Nathan der Weise
Ein dramatisches Gedicht in fünf Aufzügenvon Gotthold Ephraim Lessing
»Sind Christ und Jude eher Christ und Jude als Mensch?«
Jerusalem im 12. Jahrhundert während der Zeit des dritten Kreuzzuges: Der Jude Nathan kehrt von einer Geschäftsreise zurück. Da erfährt er, dass sein Haus gebrannt und seine Tochter Recha nur wie durch ein Wunder überlebt hat. Ein christlicher Tempelherr rettete das Mädchen aus den Flammen. Als Nathan ihm persönlich danken möchte, reagiert der schroff. Er möchte als Christ nicht mit einem Juden verkehren. Doch da er eigentlich ein feinsinniger, kluger Mann ist, verschließt er sich Nathans Argumenten nicht, dass sie beide doch in erster Linie Menschen seien und dann erst Angehörige ihrer Religion. Als der Tempelritter dann auch noch Recha wiedertrifft, verliebt er sich sofort und hält bei Nathan um ihre Hand an. Doch warum weicht Nathan ihm aus? Daja, das Dienstmädchen des Juden, verrät ihm schließlich, dass Recha nur die angenommene Tochter Nathans und eigentlich auch Christin sei. Eine Tatsache, die den Tempelherrn zutiefst empört und die er seinem geistlichen Oberhaupt, dem Patriarchen, zuträgt. Für den steht auf diesen »Raub« eines Christenkindes aus der religiösen Gemeinschaft ganz klar die Todesstrafe. Unterdessen hat Sultan Saladin den überall als Weisen gepriesenen Nathan zu sich gebeten. Er möchte von ihm wissen, welche Religion er für die wahre halte. Nathan erzählt ihm darauf die Parabel von einem Ring, der die Eigenschaft habe, vor Gott und den Menschen beliebt zu machen. Die »Ringparabel« ist als eines der wichtigsten Plädoyers für die Ebenbürtigkeit der drei Weltreligionen in die Literaturgeschichte eingegangen.
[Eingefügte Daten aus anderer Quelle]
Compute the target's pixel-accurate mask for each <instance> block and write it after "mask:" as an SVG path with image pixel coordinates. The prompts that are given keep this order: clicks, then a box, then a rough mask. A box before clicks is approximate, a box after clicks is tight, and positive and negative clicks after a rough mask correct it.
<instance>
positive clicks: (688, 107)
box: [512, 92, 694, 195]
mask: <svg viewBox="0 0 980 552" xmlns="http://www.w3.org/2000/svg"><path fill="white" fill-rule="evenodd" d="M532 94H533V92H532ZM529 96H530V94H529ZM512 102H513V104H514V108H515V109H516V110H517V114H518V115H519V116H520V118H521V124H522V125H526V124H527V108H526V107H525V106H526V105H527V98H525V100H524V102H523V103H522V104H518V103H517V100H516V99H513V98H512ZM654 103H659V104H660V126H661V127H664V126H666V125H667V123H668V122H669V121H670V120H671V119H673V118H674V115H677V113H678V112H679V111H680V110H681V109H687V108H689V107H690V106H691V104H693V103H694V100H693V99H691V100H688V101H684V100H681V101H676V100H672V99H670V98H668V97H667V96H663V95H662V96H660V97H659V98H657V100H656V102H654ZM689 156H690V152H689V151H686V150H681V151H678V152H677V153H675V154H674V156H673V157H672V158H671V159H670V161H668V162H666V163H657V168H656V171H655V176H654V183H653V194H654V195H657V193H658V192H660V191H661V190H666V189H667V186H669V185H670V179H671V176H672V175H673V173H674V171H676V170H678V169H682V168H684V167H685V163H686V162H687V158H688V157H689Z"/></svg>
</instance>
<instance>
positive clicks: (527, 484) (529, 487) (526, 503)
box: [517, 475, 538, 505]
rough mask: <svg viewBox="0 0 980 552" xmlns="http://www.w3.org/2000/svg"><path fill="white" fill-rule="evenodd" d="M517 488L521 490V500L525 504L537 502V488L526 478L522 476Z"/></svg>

Eine Religion muss ihre Werte hier und heute leben. Nur im humanen Handeln, in der gelebten sozialen Praxis erweist sich ihr Bestand.
Lessings Nathan gilt als die Gestalt gewordene Idee von Toleranz und Nächstenliebe. Er ist ein Mensch, der in seinem Leben geliebt und gelitten hat, und der von vielen schrecklichen Erlebnissen geprägt wurde. Nathan weiß: Es gibt keine Alternative zur Vernunft. Er verkörpert den aufgeklärten Menschen, der seinem Verstand vertraut und auch andere von dessen Benutzung überzeugen will. Damit gilt »Nathan der Weise« als ein Hauptwerk der Aufklärung. Das friedliche Miteinander der Kulturen und Religionen und das Verständnis füreinander ist existentiell und auch heute eine der großen Herausforderungen unserer Zeit. 2008 eröffnete Axel Vornam seine Intendanz mit »Nathan der Weise« – damals in der Inszenierung von Alejandro Quintana. Nun, 18 Jahre später, zum Ende seiner Intendanz am Theater Heilbronn, möchte Vornam das Stück erneut auf seine Aktualität hin befragen.